Second, data centers must support the security needs of their applications. Apps may provide transport-layer security (TLS, once known as secure socket layer, or SSL) for their clients, or they may use public-key authentication and encryption. They may also require authenticated and encrypted inter-process communication and storage, often using symmetric-key cryptography. They will look to the data center for key management and, often, crypto algorithm acceleration.

There are three common elements to all of these needs. They all require a secure, accelerated environment (Figure 1) in which to execute cryptographic algorithms. They need a safe way to create, store, send, and receive cryptographic keys. And, in order to create strong keys, they need a true random number generator based on a physical source of entropy.

Figure 1. Extreme measures are necessary to protect encryption keys and codes.
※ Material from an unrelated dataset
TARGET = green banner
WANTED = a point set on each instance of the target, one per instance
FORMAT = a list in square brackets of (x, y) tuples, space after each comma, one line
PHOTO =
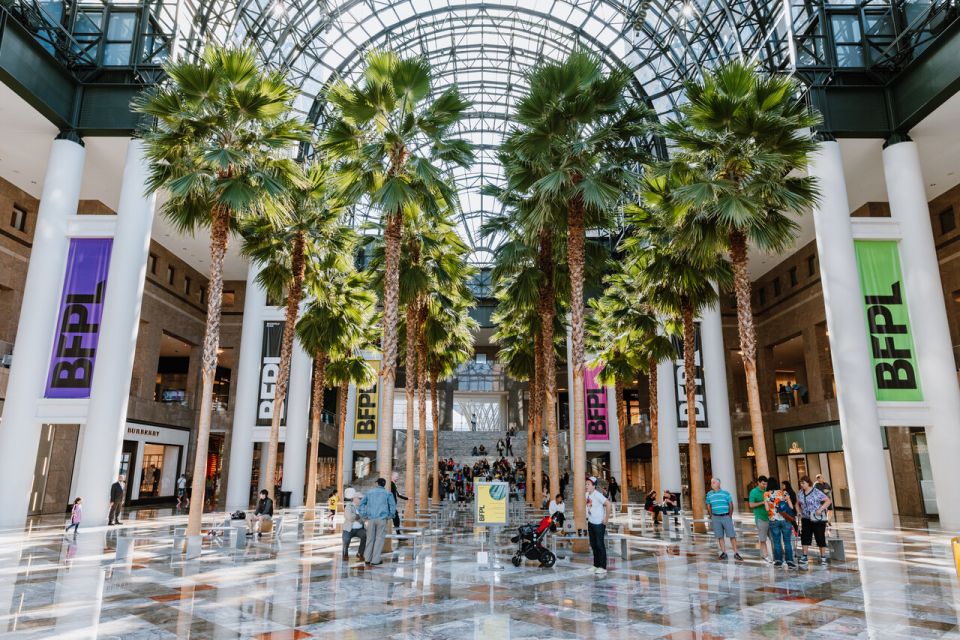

Crypto algorithms need a special environment for two reasons. First, they must be kept secure from corruption and monitoring. They are the ideal point of attack in the data center. Second, they can place an unsupportable computing burden on application CPUs, driving up latency in just the places where apps are most latency-sensitive. Both of these arguments suggest a physically secure proprietary hardware accelerator.

The problem of cryptographic key management presents similar issues. Secret keys must of course be kept secret. Less obviously, public keys must be protected from tampering. If a hacker can substitute a key she created for a public key you obtained from a certificate authority, you will authenticate messages from the hacker instead of genuine messages. These concerns preclude allowing unencrypted keys to ever be in server memory or storage. In fact some experts argue that they preclude allowing even encrypted keys into shared memory.

The random number problem is more mathematical. In order to generate a new key, you start with a random number. If the number is not truly random, but follows a statistical pattern, you have just narrowed the space in which an attacker must search to discover the key. Software random-number generators, though, can only approximate a genuinely random distribution. The poorer the approximation, the easier it will be for an attacker to find the key through directed trial and error. So ideally, you would get your random number by sampling a truly random physical process, such as delay-line jitter, RF noise or semiconductor junction noise. There is strong motivation to have a hardware-based random-number generator.

The HSM

These considerations led vendors to develop, and most data centers to install, a specialized appliance called a hardware security module (HSM). In either board or box form factor, the HSM meets the requirements outlined above, with several distinctive features.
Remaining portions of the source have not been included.